EXp Realty’s agent count has skyrocketed a whopping 60 percent from 46,745 agents to just over 75,000 worldwide since February 2021, according to new data released Wednesday by the rapidly rising cloud-based brokerage.
In November, eXp World Holdings reported a total of 68,000 eXp agents worldwide, meaning 10.29 percent of the company’s growth over the past year has occurred in the past four months, eXp World Holdings founder and CEO Glenn Sanford said in a statement. The brokerage added approximately 30,000 agents over the past 12 months, according to the data.
“We are driven to continuously innovate our business model and enhance our agent value proposition, which ultimately delivers great service to homeowners and sellers,” Sanford said in a prepared statement. “Our agent-centric platform is the foundation of our success as the fastest-growing real estate brokerage in the world.”
At the company’s annual conference in November, Sanford shared the audacious goal of reaching 500,000 agents by 2026. Although it has yet to achieve six figures, its latest growth report suggests it’s on track to become one of the largest real estate companies in the U.S., by agent count.
Sanford credited the brokerage’s rapid-fire growth to its culture and ability to attract high-producing teams, which have flocked to the virtual brokerage in hopes of breaking past growth plateaus that can be common with brick-and-mortar setups.
“I tried and tried,” DC-based team leader Jonathan Lahey said in Inman’s June feature about eXp’s team growth. “I tried to make the numbers work for years. I thought maybe we could do it with different brokerages. But that wasn’t going to work because the overhead isn’t just the franchise and franchise fee. It’s the staff and the office space. We weren’t going to be profitable for years.”
“We’re borderless,” he added. “We literally can expand anywhere we want.”
Although eXp is facing increased competition from franchisors who are retooling their team structures and venturing into more digital-based models, Sanford said he’s confident in eXp’s ability to reach 100,000 agents by the end of 2022 and 500,000 agents by 2026 based on the company’s history of growing its agent count by at least 50 percent every year.
“If we just do the math, then by 2024, [there’s] potential that we would have the largest single real estate brand worldwide by agent count,” Sanford said in Inman’s 2022 eXp outlook. “So that’s just using 50 percent. If we grow something more akin to where we have been growing, we could be there potentially by the end of 2023. So, pretty ambitious growth goals, but I think they’re definitely reasonable just in terms of thinking about where we’re growing to.”
Sanford also said eXp is ahead of the curve with the metaverse, as the company already has a 12-year head start thanks to its virtual world, VirBELA.”Where we’ve always gone is to the 2D version of the 3D immersive experience. Meaning we do it from the desktop, from the laptop. Now from our phones,” he told Inman in November of how VirBELA is evolving. “Through FrameVR.io, we’re able to actually hook together multiple spaces.”

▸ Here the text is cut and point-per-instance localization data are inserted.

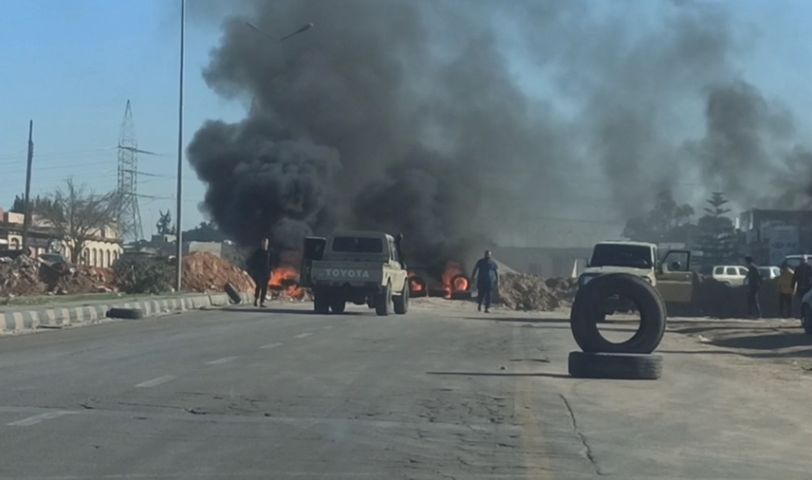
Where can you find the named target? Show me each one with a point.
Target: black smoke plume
(468, 123)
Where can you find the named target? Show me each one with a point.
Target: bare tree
(79, 216)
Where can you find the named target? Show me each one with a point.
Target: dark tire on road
(232, 293)
(128, 313)
(338, 305)
(383, 300)
(806, 319)
(402, 301)
(588, 310)
(628, 366)
(321, 302)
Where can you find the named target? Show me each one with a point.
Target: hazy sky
(71, 65)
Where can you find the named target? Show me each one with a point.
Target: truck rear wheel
(383, 300)
(338, 305)
(321, 302)
(402, 301)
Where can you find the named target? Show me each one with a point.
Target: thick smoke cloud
(462, 124)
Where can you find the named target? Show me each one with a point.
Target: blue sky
(71, 65)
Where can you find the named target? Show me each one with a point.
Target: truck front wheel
(338, 304)
(321, 302)
(402, 301)
(383, 300)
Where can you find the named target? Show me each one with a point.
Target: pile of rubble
(29, 276)
(526, 292)
(564, 289)
(20, 276)
(204, 272)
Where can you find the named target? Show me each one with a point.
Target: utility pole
(27, 219)
(179, 205)
(129, 221)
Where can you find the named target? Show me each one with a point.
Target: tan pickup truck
(358, 267)
(670, 275)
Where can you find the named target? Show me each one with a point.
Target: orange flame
(285, 279)
(417, 285)
(454, 279)
(460, 283)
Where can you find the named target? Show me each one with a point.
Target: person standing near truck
(802, 281)
(785, 291)
(753, 283)
(259, 267)
(486, 275)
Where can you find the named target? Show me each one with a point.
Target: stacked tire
(631, 359)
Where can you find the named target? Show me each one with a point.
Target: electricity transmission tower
(130, 214)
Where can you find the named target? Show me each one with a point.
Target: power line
(130, 218)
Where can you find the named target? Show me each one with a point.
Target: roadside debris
(20, 276)
(529, 292)
(206, 272)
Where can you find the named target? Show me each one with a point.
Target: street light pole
(179, 204)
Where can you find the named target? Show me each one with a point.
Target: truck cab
(361, 267)
(669, 274)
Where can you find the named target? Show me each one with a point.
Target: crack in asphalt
(587, 448)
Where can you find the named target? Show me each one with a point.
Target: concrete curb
(59, 317)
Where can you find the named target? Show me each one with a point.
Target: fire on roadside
(417, 286)
(285, 280)
(454, 280)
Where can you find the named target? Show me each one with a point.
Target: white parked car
(794, 260)
(806, 312)
(769, 273)
(732, 275)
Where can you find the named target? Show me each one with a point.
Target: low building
(101, 250)
(770, 235)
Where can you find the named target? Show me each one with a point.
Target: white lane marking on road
(220, 361)
(33, 420)
(155, 381)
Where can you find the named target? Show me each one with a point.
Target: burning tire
(402, 301)
(321, 302)
(627, 366)
(589, 309)
(383, 300)
(417, 286)
(232, 293)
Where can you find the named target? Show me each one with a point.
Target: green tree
(717, 238)
(164, 225)
(667, 221)
(205, 232)
(37, 204)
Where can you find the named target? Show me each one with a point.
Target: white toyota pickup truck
(358, 267)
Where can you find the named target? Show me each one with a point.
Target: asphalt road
(443, 392)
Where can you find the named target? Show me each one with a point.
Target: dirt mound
(526, 292)
(20, 276)
(84, 279)
(203, 272)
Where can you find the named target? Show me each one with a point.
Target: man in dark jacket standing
(486, 275)
(753, 283)
(802, 280)
(259, 267)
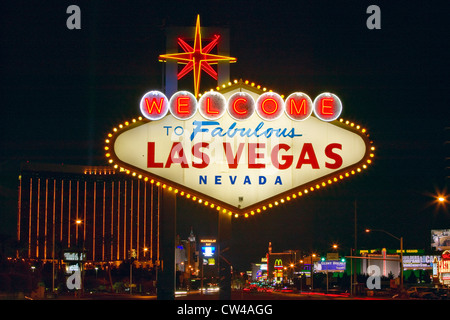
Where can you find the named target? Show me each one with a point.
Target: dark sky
(62, 90)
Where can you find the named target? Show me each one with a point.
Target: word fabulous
(269, 106)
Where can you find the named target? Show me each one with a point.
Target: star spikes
(197, 58)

If eXp is able to sustain its growth and reach 500,000 agents, it would make the Seattle-based brokerage a mind-blowing 165 percent bigger than its longtime rival Keller Williams, which eXp is currently battling in Texas courts over the recruitment of Mark Willis, a former KW chief executive officer on the road to to joining eXp in an undisclosed executive role.
They’d also be 48 percent larger than the current agent count leader, Realogy, whose brokerage brands collectively have approximately 337,000 agents across the world. Although plenty of people have faith in the behemoth’s ability to reach half a million agents, there’s one main challenge: having enough agents to do so.
“They just need more bandwidth, which is relatively cheap,” Jay Thompson, a former broker and Zillow executive as well as an Inman contributor told Inman in November about the logistics behind eXp’s plan. “As long as they can scale and shift when needed (and I think they can) in what they offer their agents, in theory, they have no upper constraint.”
“[However], I just don’t think there are enough agent bodies out there for any single brokerage to have 500,000,” he added.